In August, Sprunger died, leaving Bigfork to find its way without the wisdom of his wit.
On Friday, a community gathers to walk, quite literally, in the footsteps of these two men, to hike a two-mile loop through old-growth forest.
“We thought this would be a wonderful way to celebrate Jack and Elmer's lives and their love of the Swan Valley,” said Arlene Montgomery of Friends of the Wild Swan. Her group built and maintains the trail, leasing the land from the state of Montana.
“This place was very special to them,” Montgomery said, “and they always wanted to share it with others.”
Both men, she said, were lifelong conservationists, sharing a tremendous respect for life, human and otherwise. For Sprunger and Whitney, the fight for what's wild was not a philosophical abstraction; it was simply what you do.
“Jack,” Sprunger said after the death of his friend, “knew what was important in this life. His personal philosophy was that life was a gift, and the mountains were part of that.”
“I've always been a conservationist,” Whitney said shortly before his death. “I guess I was born that way. This place takes care of us, so we need to take care of it.”
And Sprunger, well, in the words of his son, Jerry: “He hated the greed that was stripping away everything that mattered. For dad, nature was extremely important, and it had to be respected.”

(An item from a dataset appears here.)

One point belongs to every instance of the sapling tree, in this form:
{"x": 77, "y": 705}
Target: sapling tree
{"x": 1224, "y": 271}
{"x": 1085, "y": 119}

Respect was the path both men walked, sometimes far off the trail. It was as the poet Gary Snyder wrote - “you first must be on the path, before you can turn and walk into the wild. ... There is nothing like stepping away from the road and heading into a new part of the watershed. Not for the sake of newness, but for the sense of coming home to our whole terrain.”

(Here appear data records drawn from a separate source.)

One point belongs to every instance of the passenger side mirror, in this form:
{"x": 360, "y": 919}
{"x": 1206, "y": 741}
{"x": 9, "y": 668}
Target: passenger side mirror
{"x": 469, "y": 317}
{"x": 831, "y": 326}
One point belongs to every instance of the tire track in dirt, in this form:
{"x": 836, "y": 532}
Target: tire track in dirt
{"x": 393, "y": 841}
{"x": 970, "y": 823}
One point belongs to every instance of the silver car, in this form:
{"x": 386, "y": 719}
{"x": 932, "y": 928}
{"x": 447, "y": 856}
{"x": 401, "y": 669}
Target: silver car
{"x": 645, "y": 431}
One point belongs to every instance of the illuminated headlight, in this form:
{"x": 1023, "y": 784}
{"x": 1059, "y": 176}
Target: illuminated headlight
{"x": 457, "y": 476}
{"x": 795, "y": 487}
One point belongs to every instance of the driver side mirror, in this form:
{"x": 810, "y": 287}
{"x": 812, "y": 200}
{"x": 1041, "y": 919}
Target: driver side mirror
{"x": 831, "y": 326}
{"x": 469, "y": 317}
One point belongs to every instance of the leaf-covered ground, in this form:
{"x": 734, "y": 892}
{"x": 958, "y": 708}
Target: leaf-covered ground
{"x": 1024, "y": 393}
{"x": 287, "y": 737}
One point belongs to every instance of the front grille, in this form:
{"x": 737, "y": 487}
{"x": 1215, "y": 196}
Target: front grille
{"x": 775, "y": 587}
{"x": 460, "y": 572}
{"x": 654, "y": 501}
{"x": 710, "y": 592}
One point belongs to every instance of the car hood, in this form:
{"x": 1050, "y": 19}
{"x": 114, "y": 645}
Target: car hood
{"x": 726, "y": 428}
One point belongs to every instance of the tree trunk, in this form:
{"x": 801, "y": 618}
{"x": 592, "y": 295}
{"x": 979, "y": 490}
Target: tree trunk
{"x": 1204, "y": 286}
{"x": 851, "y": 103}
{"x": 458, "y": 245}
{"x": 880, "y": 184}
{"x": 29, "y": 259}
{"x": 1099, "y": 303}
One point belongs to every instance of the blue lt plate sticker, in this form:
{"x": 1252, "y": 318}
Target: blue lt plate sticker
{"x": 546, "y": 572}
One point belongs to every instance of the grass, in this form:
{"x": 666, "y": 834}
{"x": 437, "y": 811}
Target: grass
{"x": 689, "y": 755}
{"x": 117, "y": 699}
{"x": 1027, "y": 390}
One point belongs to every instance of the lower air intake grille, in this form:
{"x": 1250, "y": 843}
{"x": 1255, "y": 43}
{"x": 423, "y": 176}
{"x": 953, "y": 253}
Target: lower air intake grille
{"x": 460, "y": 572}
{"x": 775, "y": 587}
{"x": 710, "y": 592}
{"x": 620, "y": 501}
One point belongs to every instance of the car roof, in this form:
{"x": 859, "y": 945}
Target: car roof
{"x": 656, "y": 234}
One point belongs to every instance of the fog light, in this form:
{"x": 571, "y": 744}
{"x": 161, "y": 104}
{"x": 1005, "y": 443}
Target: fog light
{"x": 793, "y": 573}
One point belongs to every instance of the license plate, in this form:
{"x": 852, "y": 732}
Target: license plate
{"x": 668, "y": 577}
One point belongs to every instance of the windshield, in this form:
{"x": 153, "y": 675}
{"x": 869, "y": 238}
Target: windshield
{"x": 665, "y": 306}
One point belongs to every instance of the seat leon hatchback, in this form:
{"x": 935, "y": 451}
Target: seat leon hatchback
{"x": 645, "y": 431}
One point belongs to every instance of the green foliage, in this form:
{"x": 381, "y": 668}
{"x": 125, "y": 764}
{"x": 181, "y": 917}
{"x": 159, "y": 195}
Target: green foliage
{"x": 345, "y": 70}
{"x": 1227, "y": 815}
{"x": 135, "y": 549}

That coming home, in fact, is exactly why Montgomery is gathering her community around to walk the Sprunger-Whitney Trail.
Whitney was a man who knew the woods, who could make a whistle from a willow branch, could make elk thistle salad, could tie a fly and build a bow and hunt a grizzly bear.

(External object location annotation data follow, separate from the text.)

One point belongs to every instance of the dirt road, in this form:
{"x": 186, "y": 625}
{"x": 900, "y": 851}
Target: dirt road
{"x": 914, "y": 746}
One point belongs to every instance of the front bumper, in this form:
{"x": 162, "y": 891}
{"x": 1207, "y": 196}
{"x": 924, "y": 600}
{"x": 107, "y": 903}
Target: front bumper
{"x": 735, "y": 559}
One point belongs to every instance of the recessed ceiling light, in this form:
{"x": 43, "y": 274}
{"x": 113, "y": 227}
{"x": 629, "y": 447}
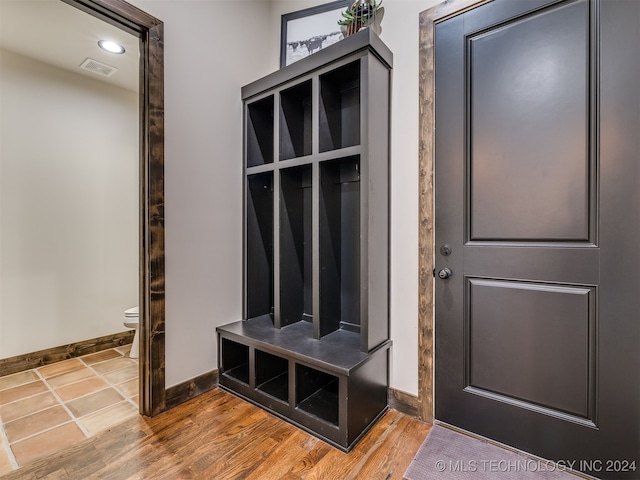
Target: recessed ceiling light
{"x": 111, "y": 47}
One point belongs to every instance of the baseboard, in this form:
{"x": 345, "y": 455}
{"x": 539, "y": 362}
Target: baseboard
{"x": 191, "y": 388}
{"x": 404, "y": 402}
{"x": 41, "y": 358}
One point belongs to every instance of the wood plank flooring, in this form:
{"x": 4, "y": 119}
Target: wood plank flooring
{"x": 219, "y": 436}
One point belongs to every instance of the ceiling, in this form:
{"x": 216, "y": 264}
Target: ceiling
{"x": 58, "y": 34}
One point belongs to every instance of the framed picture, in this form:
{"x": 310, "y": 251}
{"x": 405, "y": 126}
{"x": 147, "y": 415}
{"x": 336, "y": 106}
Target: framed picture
{"x": 307, "y": 31}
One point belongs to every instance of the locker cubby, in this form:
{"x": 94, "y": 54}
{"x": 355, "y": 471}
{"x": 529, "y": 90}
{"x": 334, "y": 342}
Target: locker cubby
{"x": 340, "y": 107}
{"x": 235, "y": 360}
{"x": 313, "y": 344}
{"x": 259, "y": 245}
{"x": 295, "y": 245}
{"x": 259, "y": 133}
{"x": 317, "y": 393}
{"x": 295, "y": 121}
{"x": 272, "y": 375}
{"x": 340, "y": 245}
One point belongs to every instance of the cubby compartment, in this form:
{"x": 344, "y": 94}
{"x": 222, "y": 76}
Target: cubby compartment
{"x": 259, "y": 245}
{"x": 339, "y": 245}
{"x": 272, "y": 375}
{"x": 340, "y": 107}
{"x": 317, "y": 393}
{"x": 235, "y": 360}
{"x": 259, "y": 134}
{"x": 296, "y": 302}
{"x": 295, "y": 121}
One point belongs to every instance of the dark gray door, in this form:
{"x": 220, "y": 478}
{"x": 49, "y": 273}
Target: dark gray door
{"x": 537, "y": 200}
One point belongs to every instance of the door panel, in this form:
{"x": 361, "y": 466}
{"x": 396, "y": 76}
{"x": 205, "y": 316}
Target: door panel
{"x": 528, "y": 96}
{"x": 542, "y": 355}
{"x": 537, "y": 172}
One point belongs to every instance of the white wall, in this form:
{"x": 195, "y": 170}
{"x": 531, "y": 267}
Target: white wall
{"x": 212, "y": 49}
{"x": 68, "y": 206}
{"x": 400, "y": 33}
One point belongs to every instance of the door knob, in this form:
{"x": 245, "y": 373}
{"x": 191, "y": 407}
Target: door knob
{"x": 445, "y": 273}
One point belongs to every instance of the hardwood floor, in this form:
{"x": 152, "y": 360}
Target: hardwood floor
{"x": 219, "y": 436}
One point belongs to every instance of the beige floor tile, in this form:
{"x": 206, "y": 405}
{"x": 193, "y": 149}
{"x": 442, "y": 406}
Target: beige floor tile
{"x": 60, "y": 367}
{"x": 123, "y": 374}
{"x": 5, "y": 463}
{"x": 33, "y": 448}
{"x": 108, "y": 417}
{"x": 15, "y": 410}
{"x": 94, "y": 402}
{"x": 124, "y": 350}
{"x": 35, "y": 423}
{"x": 101, "y": 356}
{"x": 81, "y": 388}
{"x": 130, "y": 387}
{"x": 17, "y": 393}
{"x": 17, "y": 379}
{"x": 115, "y": 364}
{"x": 71, "y": 377}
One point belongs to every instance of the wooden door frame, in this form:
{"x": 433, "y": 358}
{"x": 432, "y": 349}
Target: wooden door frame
{"x": 426, "y": 201}
{"x": 150, "y": 31}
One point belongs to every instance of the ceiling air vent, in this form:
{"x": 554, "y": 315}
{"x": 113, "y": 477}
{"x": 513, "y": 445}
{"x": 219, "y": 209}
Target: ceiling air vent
{"x": 98, "y": 68}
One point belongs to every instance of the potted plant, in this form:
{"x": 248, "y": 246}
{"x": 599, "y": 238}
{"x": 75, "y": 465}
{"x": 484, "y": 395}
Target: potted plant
{"x": 362, "y": 14}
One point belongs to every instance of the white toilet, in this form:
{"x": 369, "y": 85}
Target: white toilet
{"x": 131, "y": 321}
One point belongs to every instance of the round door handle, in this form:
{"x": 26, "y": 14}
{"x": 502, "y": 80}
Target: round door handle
{"x": 445, "y": 273}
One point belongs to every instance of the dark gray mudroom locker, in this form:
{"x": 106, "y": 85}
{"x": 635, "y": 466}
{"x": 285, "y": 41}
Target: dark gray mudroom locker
{"x": 313, "y": 347}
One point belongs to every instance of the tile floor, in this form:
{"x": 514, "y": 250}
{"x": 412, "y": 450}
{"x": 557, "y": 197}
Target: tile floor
{"x": 50, "y": 408}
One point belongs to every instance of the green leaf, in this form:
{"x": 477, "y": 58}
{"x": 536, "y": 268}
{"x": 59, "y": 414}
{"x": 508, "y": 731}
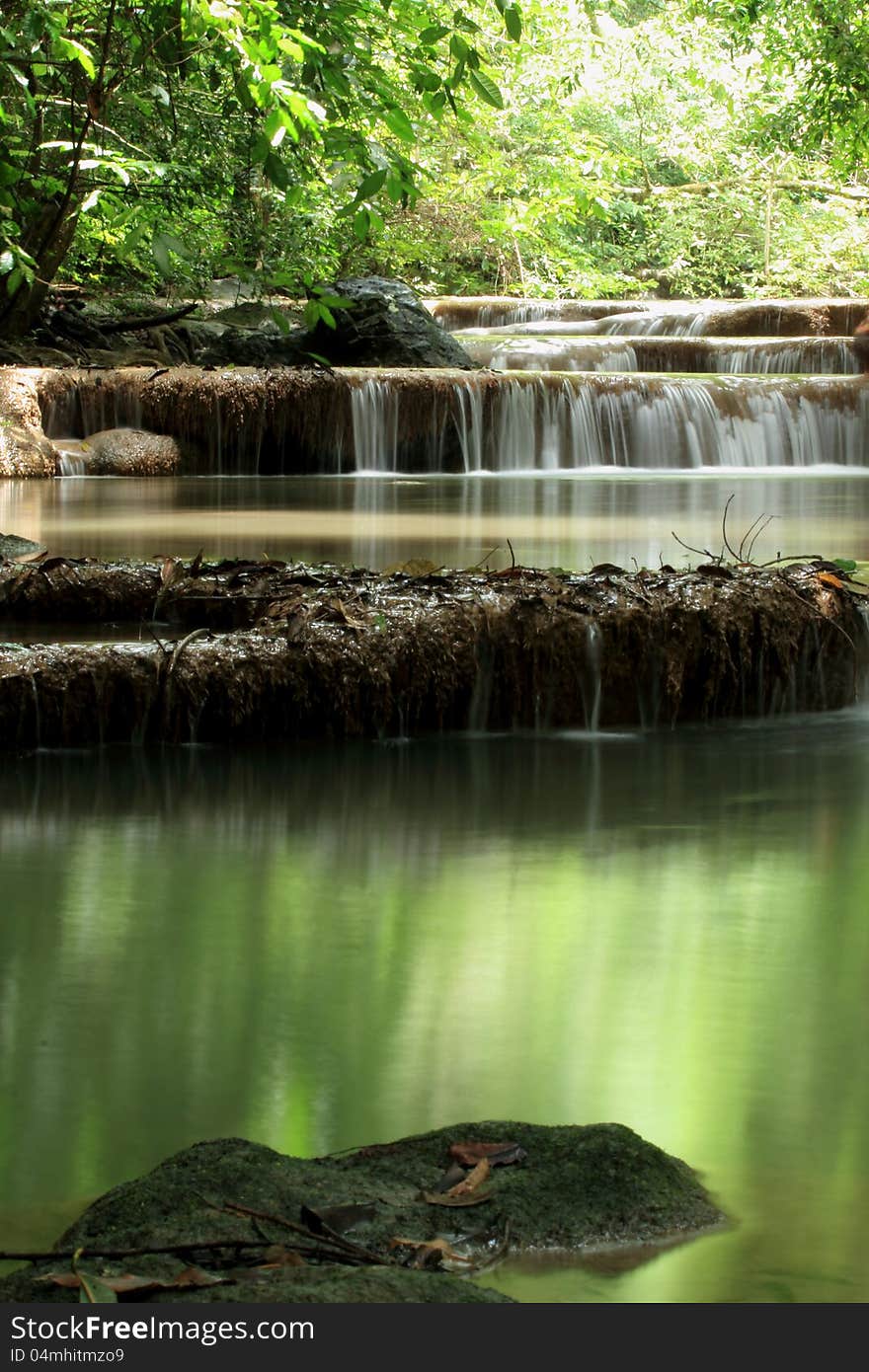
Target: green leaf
{"x": 433, "y": 35}
{"x": 77, "y": 52}
{"x": 371, "y": 186}
{"x": 486, "y": 88}
{"x": 275, "y": 171}
{"x": 398, "y": 123}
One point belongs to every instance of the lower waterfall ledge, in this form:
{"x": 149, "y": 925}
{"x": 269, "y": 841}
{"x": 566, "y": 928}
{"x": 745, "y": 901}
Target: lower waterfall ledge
{"x": 366, "y": 1225}
{"x": 235, "y": 651}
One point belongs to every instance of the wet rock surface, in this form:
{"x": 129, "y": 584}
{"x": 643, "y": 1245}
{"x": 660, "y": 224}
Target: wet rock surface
{"x": 278, "y": 1228}
{"x": 266, "y": 650}
{"x": 384, "y": 324}
{"x": 129, "y": 452}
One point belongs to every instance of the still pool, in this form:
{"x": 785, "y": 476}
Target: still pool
{"x": 326, "y": 947}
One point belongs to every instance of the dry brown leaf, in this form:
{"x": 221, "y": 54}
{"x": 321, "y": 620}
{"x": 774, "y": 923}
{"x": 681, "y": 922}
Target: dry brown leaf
{"x": 499, "y": 1154}
{"x": 414, "y": 567}
{"x": 280, "y": 1257}
{"x": 467, "y": 1199}
{"x": 172, "y": 571}
{"x": 472, "y": 1181}
{"x": 127, "y": 1283}
{"x": 430, "y": 1246}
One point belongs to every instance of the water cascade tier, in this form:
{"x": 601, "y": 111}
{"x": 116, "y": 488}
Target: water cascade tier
{"x": 722, "y": 319}
{"x": 566, "y": 352}
{"x": 272, "y": 651}
{"x": 309, "y": 421}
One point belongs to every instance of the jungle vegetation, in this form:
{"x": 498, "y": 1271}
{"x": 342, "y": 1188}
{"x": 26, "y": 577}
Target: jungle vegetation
{"x": 553, "y": 147}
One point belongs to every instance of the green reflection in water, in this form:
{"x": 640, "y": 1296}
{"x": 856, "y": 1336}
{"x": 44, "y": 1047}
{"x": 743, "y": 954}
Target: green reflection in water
{"x": 320, "y": 949}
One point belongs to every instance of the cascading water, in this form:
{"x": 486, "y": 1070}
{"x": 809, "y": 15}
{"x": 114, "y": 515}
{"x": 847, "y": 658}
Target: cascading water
{"x": 576, "y": 421}
{"x": 375, "y": 426}
{"x": 758, "y": 357}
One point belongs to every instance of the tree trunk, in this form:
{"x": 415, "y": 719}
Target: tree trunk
{"x": 48, "y": 239}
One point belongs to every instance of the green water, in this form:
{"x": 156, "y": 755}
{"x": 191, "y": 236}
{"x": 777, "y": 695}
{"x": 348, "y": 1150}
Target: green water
{"x": 330, "y": 947}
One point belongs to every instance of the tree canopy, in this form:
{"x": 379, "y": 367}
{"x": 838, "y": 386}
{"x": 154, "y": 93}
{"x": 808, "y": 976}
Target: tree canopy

Sprunger, a humble artist, humorist and satirist, could fish and hunt and hike and hold his own through Whitney's woods. His political cartoons, sharp as his hunting knife, changed the way Montana looked at itself and its relationship to wild lands.
They shared an old-fashioned idea that a fellow ought to give more than he takes, and that it doesn't pay to get too greedy, that it's only respectful to leave something good for the next guy.
Together, Montgomery said, they saved many little pockets of wilderness, including the treasured Jewel Basin. It was imperative, Whitney said, to act - not just to talk, because someday, he predicted, “from Bigfork to Kalispell it's going to be one big town, and people are going to be wishing more people had seen fit to set some space aside.”
Space such as the Sprunger-Whitney Nature Trail, lined with interpretive signs that identify plants and habitats and special forest features. Botanist and naturalist Anne Morley will be along for the community walk, too, to lead the way down the path, and off the trail, in remembrance.
To join them, be at the trailhead this Friday, Oct. 5, at 10 a.m.
Getting there
A memorial walk along the Sprunger-Whitney Nature Trail is set for 10 a.m. Friday, and is open to all. Take Highway 83 into the Swan Valley, and 7.1 miles south of the Swan Lake Trading Post turn at the Point Pleasant sign (a half-mile south of mile marker 64). Follow the signs to the trailhead.